The US Nuclear Regulatory Commission (NRC) is facing protests after proposing that low-level radioactive waste be disposed of in commercial landfills not explicitly designed to hold it, rather than at licenced radioactive waste sites. The NRC’s proposal, issued in March, declares that the agency’s intent is to limit this deregulation to ‘very low level radioactive wastes’, but Public Employees for Environmental Responsibility (Peer) states that the actual proposal allows doses to the public equivalent to more than 900 chest x-rays over a lifetime, with a cancer risk 20 times higher than the upper end of the US Environmental Protection Agency’s acceptable risk range.

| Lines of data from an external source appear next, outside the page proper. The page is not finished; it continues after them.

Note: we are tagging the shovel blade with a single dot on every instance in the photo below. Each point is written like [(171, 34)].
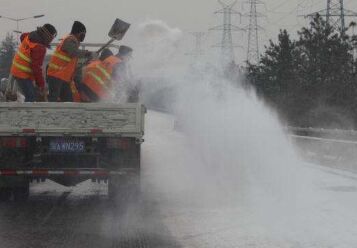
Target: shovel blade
[(118, 29)]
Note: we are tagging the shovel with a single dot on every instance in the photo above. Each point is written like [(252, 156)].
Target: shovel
[(117, 32)]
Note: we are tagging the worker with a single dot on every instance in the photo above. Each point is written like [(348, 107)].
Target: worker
[(27, 64), (63, 64), (98, 78)]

In addition, Peer – which is comprised of government scientists, land managers, environmental law enforcement agents and others – says that this NRC ‘interpretive rule’ would allow unlicenced radioactive waste dumps to expose the public to levels of radiation two-and-a-half times higher than that permitted for licensed low-level radioactive waste sites under current NRC regulations. ‘Under this plan, the public would never even know that radioactive waste is being dumped near them, because current requirements of public notice and opportunity for a hearing and independent review by an Atomic Safety and Licensing Board would no longer apply,’ stated Peer’s Pacific director, Jeff Ruch.

For its part, the NRC anticipates that its proposal would provide ‘an efficient means’ for it to issue specific exemptions for disposal, or for licensees to transfer appropriate material to these exempt facilities. Comments on the NRC’s proposal are due by 20 April.